Photo of Brian Gioiele

MONROE — The town’s 2021-22 fiscal year budget was approved Tuesday, with some 12 percent of registered voters hitting the polls, according to unofficial results from the Registrar of Voters Office.

First Selectman Ken Kellogg said the unofficial tally had 53 percent of voters — 917 in favor, 822 against — casting ballots for the $93,049,287 budget. With this approval, the town’s mill rate would jump to 36.36, a 2.48 percent tax increase overall.

Individual tax rates can be calculated by multiplying one’s assessed property value by the mill rate and then dividing by 1,000. In Monroe, the median assessed home value is $234,000, which translates to a $206 tax increase.

“My thanks to the Monroe voters and for the hard work and collaboration of our department heads and our elected officials on Board of Education, Town Council and Board of Finance during this budget process,” Kellogg said.

Overall, unofficially, 1,739 of the town’s 13,657 registered voters cast ballots Tuesday. That was a decline of 326 from the number of voters in the last referendum two years ago, when 15.63 percent of registered voters hit the polls.

Last year, the referendum was canceled because of the pandemic under Gov. Ned Lamont’s executive order that allowed the Board of Finance to approve the final town budget.

The education budget stands at $61.5 million, a $3 million — 5.16 percent —increase, while the municipal side rose 2.36 percent to $29.8 million, a $686,091 increase.

The Board of Finance’s budget includes using about $3 million of the unassigned fund balance in the 2021-22 fiscal year budget to keep taxes lower.

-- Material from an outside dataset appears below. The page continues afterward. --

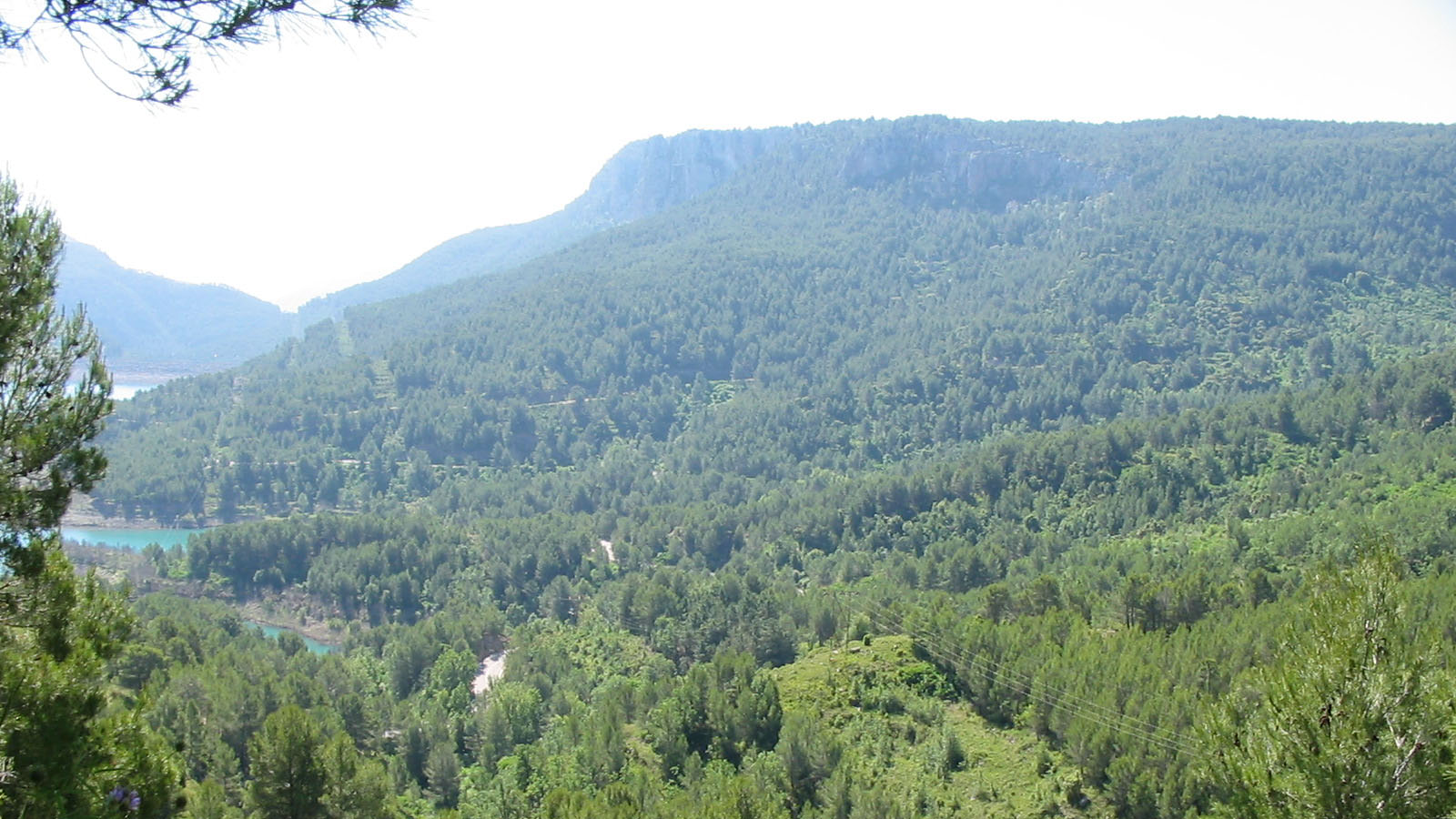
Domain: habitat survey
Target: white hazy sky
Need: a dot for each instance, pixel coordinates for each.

For the present fiscal year, the Board of Finance included $8 million from the fund balance to aid in keeping taxes lower. To date, Kellogg said he expects less than $4 million of that amount will be spent.

Kellogg said that without the town’s grand list growth, reductions in spending and use of alternative funding, taxes would grow at a rate he would be unwilling to place before the voters.

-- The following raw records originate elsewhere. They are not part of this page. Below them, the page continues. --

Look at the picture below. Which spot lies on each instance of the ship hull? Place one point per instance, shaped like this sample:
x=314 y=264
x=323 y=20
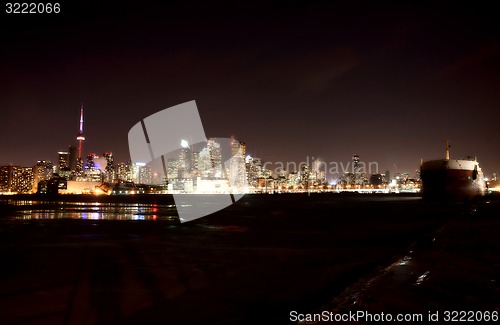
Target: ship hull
x=452 y=180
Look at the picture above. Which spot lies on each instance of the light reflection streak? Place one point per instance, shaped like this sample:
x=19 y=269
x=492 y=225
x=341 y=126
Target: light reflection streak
x=94 y=211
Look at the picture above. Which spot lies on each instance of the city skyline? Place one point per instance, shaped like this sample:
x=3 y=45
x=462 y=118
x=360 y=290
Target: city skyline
x=387 y=82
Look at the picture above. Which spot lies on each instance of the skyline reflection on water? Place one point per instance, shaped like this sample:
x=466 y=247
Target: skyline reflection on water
x=32 y=210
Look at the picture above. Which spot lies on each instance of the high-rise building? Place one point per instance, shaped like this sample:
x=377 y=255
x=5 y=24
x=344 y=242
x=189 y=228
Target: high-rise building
x=237 y=168
x=17 y=179
x=304 y=175
x=72 y=156
x=63 y=160
x=123 y=171
x=43 y=171
x=145 y=175
x=109 y=171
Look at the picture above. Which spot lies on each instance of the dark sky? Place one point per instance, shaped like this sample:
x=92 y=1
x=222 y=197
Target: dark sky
x=324 y=79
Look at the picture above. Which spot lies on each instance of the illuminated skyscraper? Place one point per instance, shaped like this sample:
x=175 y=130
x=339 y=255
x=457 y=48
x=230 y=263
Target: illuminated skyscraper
x=110 y=168
x=237 y=169
x=80 y=137
x=16 y=179
x=63 y=161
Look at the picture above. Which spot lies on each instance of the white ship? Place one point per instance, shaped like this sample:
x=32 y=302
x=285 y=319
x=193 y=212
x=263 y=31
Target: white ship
x=452 y=179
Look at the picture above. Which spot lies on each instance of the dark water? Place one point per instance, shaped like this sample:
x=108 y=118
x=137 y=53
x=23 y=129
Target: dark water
x=254 y=262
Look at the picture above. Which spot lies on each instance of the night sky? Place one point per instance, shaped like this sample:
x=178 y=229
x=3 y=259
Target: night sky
x=324 y=79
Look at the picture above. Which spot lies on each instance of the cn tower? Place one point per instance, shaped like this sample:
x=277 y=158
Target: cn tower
x=80 y=137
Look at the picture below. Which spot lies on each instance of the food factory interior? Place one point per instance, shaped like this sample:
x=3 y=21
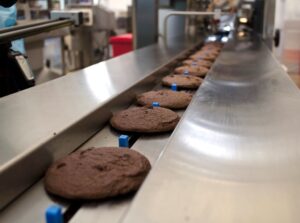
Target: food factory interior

Kellogg said officials were able to keep town spending at only 2.36 percent growth, even while adding resources to the building department to enhance services and keep up with increased volume.

The first selectman said he also included funds for a newly envisioned economic development position that will also support securing grants and project management. The budget also increases funding for ongoing road improvements and paving, Kellogg said.